In this assignment, sctrain.java, sctest.java and Evaluation.java are written.

  • sctrain.java:

    • It is used to train the model of the confusing words. To run it, you can use
    • the following command in the ssh secure shell (unix system):
    • java sctrain word1 word2 train_file model_file

    • Where word1 and word2 are the confusable words, for example adapt and adopt
    • the file train_file is a file containing the training sentences, the example of training sentences
    • are stated below:
    • 0144 Hungary joins the European Union in May 2004 and could >> adopt << the euro
    • by 2008 .
    • The file model_file contains the features and weights computed from the training process,
    • each line i in the model file contains of a line in the format: feature:==:weight
    • For example: big >>:==:-0.013325415928373883
  • sctest.java:

    • It is used to predicts the confusing words needed in the test files.

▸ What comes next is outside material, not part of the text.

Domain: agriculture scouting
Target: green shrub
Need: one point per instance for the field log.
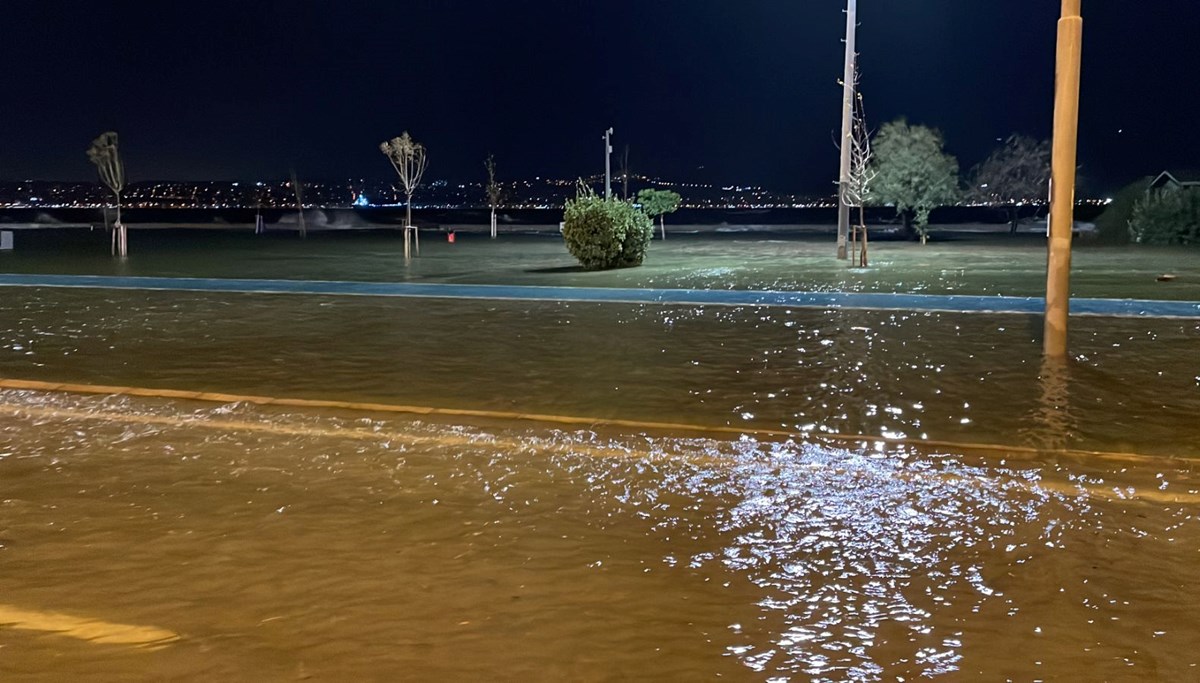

To run it,
    • you can use the following command in the ssh secure shell (unix system):
    • java sctest word1 word2 test_file model_file actual_file

    • Where word1, word2 are the confusing words,
    • test_file has a similar format with train_file except that the confusing word is not stated, for
    • example:
    • 0501 The decree allows the government to >> << unusual political , military and tax
    • measures with an aim to restoring order .
    • model_file is the model_file trained by sctrain
    • For each test sentence in test_file, actual_file contains one line indicating the test sentence id
    • and the disambiguated confusable word as determined by the logistic regression
    • classifier:
    • 0501 adopt
  • Evaluation.java:

    • is use to check the accuracy of the actual_file generated by the sctest, command:
    • java Evaluation answer_file actual_file

    • Where answer_file is the correct answer expected by the program and actual file is the actual
    • answer generated by sctest. It will return an accuracy value.